Larch trees made me lonesome.

If you see an American larch, your feet are probably wet or frozen, and you might be lost. These are the first trees to come creeping into a bog, spiraling their roots down into the peat. They are often found with black spruce and the little plants that eke out a living in the acidic, exposed world of a northern wetland: bog laurel, pitcher plants, tiny orchids.

Traveling made me lonesome.

The larch is a tree of traveling. The Algonquian word for it, “hackmatack,” means “wood for snowshoes.” Native Americans used its root strings to sew birch bark canoes and its resin to seal them. European settlers found that the bog-born tree would not rot underwater and so used its wood for shipbuilding; the curved roots, in particular, made excellent boat ribs. Laid down over muddy tracks, its trunks stitched corduroy roads through the young country.
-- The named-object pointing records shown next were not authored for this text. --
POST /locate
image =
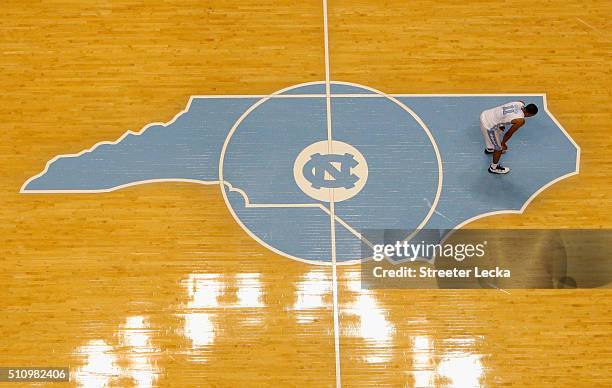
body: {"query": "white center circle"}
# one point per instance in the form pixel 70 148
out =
pixel 330 169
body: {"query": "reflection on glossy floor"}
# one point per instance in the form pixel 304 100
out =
pixel 157 286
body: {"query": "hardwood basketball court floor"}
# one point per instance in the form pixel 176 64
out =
pixel 156 285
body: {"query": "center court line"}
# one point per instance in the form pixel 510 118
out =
pixel 332 218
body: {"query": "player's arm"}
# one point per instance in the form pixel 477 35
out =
pixel 516 124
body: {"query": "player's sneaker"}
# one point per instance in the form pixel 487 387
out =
pixel 489 151
pixel 499 169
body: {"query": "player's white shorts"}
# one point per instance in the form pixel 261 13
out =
pixel 491 136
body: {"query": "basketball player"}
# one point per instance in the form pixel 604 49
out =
pixel 494 121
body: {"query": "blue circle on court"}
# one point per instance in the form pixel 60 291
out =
pixel 259 157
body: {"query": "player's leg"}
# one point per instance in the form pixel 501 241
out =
pixel 495 167
pixel 485 135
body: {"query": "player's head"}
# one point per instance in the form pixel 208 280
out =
pixel 530 110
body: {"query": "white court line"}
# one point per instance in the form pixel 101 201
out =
pixel 332 218
pixel 358 95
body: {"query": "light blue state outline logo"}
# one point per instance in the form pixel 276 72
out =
pixel 401 162
pixel 264 192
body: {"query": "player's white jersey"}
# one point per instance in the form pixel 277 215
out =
pixel 502 115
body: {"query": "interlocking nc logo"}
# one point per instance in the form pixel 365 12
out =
pixel 321 174
pixel 321 166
It even accompanied some on their final journeys.  Before the Civil War, town cemeteries were sometimes planted with a single larch. Every winter, it seemed to wither; every spring, it was rejuvenated, just as the dead would be reborn on Resurrection Day.

Editor’s note: Within the Finger Lakes region, mature larch is relatively uncommon and can be found in some wetlands. European larch (Larix decidua) is similar and has also been planted around the region, including within state forests.